El sacerdote y el levita de la parábola que acabamos de escuchar no tenían más remedio que pasar de largo ante el pobre moribundo que se encontraron por el camino. No podían hacer otra cosa, sólo proseguir su camino como si nada. El libro del Levítico manda que un consagrado no toque la sangre, sede de la vida, ni a un muerto, que ha derramado su sangre, ha perdido su vida. Si lo hubieran hecho, habrían cometido un pecado grave de impureza. Es decir, ciertamente, las leyes religiosas impedían que aquellos dos hombres auxiliaran al desdichado malherido.
La ley no puede rescatarlo, sólo verlo morir.
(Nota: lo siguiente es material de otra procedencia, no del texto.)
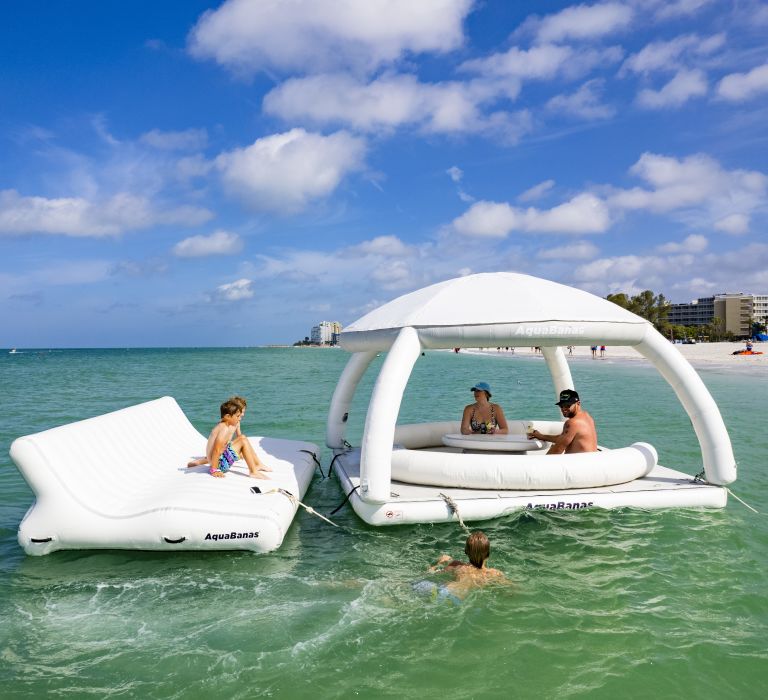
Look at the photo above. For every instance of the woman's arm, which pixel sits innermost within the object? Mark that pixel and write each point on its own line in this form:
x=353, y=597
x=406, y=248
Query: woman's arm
x=465, y=427
x=501, y=421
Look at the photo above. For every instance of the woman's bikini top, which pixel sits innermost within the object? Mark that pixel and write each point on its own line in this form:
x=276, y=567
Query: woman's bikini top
x=482, y=427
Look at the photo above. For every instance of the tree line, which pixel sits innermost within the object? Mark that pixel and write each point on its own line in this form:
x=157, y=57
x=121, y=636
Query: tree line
x=655, y=308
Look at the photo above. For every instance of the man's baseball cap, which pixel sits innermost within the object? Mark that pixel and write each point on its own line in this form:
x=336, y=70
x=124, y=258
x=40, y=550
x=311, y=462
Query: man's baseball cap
x=567, y=397
x=482, y=386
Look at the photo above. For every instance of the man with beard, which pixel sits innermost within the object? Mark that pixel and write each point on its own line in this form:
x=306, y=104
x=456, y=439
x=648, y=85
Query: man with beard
x=579, y=434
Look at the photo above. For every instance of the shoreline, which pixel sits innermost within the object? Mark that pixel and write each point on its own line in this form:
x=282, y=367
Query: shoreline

No lo puede salvar, no lo puede recuperar. Reconoce su situación y fin. ¿Qué sentiría aquel maestro de la ley que había preguntado a Jesús? ¿Y los que lo escuchaban? Jesús les ponía entre la espada y la pared, su ley o la compasión.
¿Quién era aquel hombre? ¿Quién fue el que le auxilió? Dice la parábola que bajaba el hombre desde Jerusalén a Jericó. Si Jerusalén es la ciudad santa, Jericó es la ciudad destruida por Josué. Aquel hombre simbolizaba a la humanidad que cae de la ciudad celeste hacia lo más bajo, y por el camino es destruido por los enemigos de su débil naturaleza.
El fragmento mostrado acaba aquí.